While a wide variety of tire sizes are available to fit the many different vehicles in use today, almost every tire size can be used on more than one vehicle. This means the vehicle manufacturers are the ones that ultimately determine the tire inflation pressures they believe best fine-tune the tires’ capabilities to their specific vehicle makes and models.
The pounds per square inch (psi) pressure number branded on the tire’s sidewall shows the maximum cold inflation pressure that specific tire is rated to hold at the tires maximum load capacity. The tire’s maximum pressure is rarely the correct pressure for every vehicle which the tire can be used on, almost all vehicle manufacturers’ recommended tire inflation pressures are less than the tires’ maximum pressure.
When checking and adjusting tire inflation pressures, the “correct” inflation pressures are those provided by the vehicle manufacturer for the vehicle, not the “maximum” pressure found on the tire’s sidewall. The vehicle manufacturer’s pressure recommendation can be found on the vehicle’s tire information label, as well as in the vehicle owner’s manual.
Beginning in 2003, vehicle manufacturers were required to place tire information labels in a standardized location and follow a common format. The tire information labels identify the Original Equipment tire sizes and inflation pressures (including the spare), along with the vehicle weight capacity.
The label on new vehicles must now be located on the driver’s side doorjamb (called the “B-pillar”). If a vehicle does not have a B-pillar, then the placard is to be placed on the rear edge of the driver’s door. And if the vehicle does not have a B-pillar and the driver’s door edge is too narrow, the placard is to be affixed on an inward facing surface next to the driver’s seating position.
In addition to providing the Original Equipment tire size and recommended inflation pressure, vehicle manufacturers must also identify vehicle load capacity with the following sentence: “The combined weight of occupants and cargo should never exceed XXXX pounds.”
Following this vehicle load capacity information is important. For example, it would be easy to exceed a five passenger SUV’s rated vehicle weight capacity by having additional passengers riding in the vehicle’s rear “cargo area” and placing the luggage on a rooftop carrier.
Additionally, new vehicle owner’s manuals must also address the following five subject areas: tire labeling, recommended tire inflation pressure, glossary of tire terms, tire care, and vehicle load limits.
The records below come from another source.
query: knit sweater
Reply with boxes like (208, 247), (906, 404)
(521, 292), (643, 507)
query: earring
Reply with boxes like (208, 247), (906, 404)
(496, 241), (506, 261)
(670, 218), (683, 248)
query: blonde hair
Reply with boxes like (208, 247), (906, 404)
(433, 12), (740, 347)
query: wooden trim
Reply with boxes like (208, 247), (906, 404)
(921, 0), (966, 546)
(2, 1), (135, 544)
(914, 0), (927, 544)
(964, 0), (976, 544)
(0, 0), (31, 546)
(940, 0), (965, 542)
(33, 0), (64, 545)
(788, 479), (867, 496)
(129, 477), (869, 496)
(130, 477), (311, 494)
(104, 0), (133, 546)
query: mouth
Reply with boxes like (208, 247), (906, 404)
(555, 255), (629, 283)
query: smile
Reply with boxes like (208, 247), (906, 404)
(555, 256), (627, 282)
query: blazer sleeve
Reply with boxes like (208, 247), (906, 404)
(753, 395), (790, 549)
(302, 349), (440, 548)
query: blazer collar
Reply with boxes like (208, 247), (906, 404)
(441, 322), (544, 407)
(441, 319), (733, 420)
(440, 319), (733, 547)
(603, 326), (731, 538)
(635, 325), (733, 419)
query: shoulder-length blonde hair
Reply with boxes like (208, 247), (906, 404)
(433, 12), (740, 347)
Vehicle manufacturers can also list alternate tire pressures based on load and/or speed in the owner’s manuals.
For vehicles produced between 1968 and 2003, the original tires size(s) and inflation pressures (including the spare) are listed on a vehicle label (sometimes alternate pressures based on load and/or speed conditions are also provided).
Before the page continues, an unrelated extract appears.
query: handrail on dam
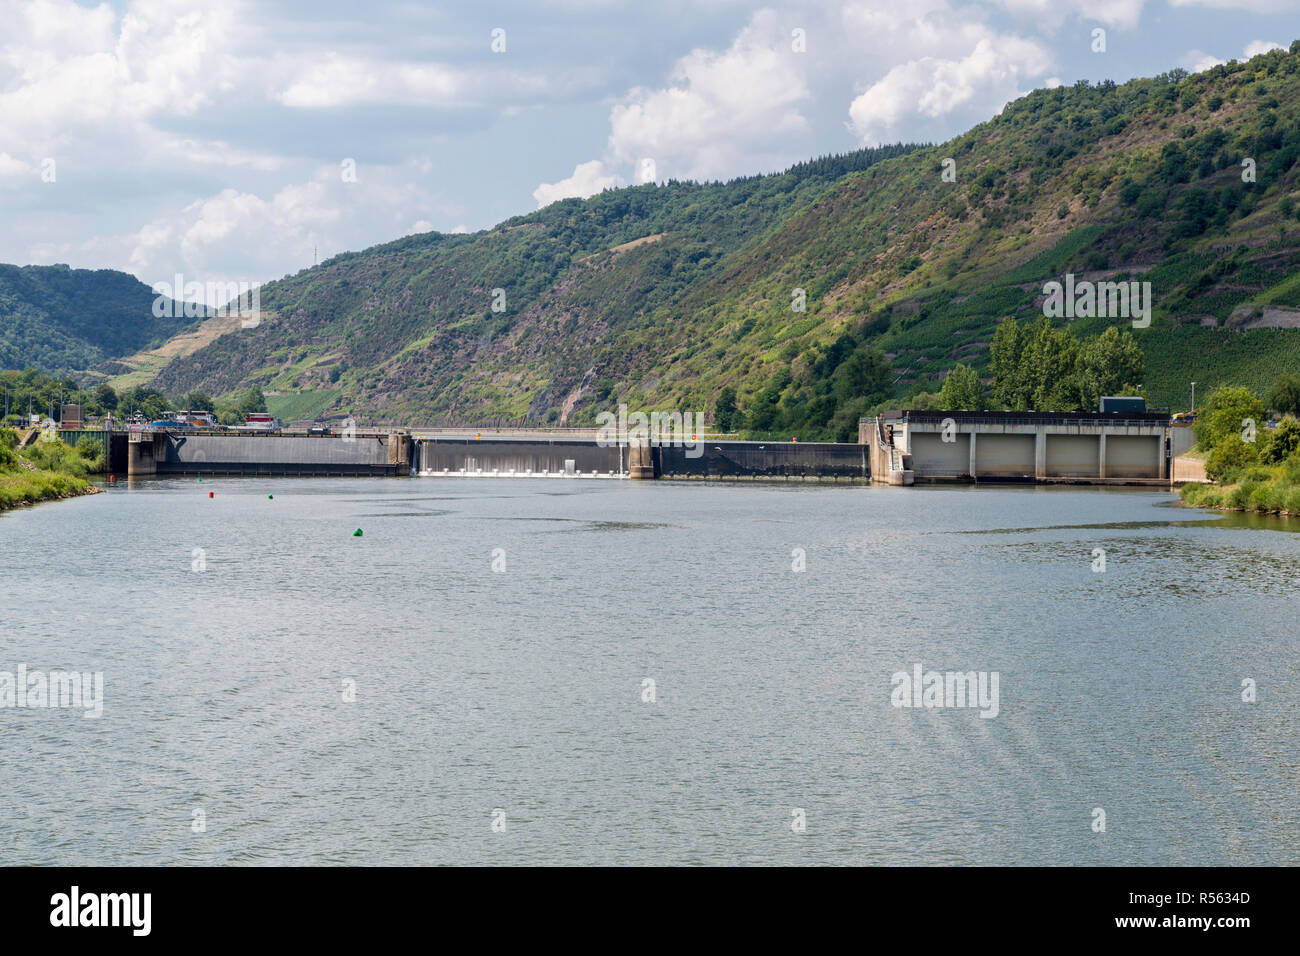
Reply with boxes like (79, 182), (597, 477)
(867, 410), (1172, 428)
Earlier labels can typically be found on:
- The driver-side door or doorjamb
- Rear passenger doorjamb of Ford sedans
- Fuel filler door
- Glove box or center console door
- The engine compartment
Many manufacturers also list the recommended tire pressure in the vehicle’s owner’s manual (sometimes along with alternate pressures based on load and/or speed).
Tire pressure must be checked with a quality air gauge as the inflation pressure cannot be estimated by just looking at the tire.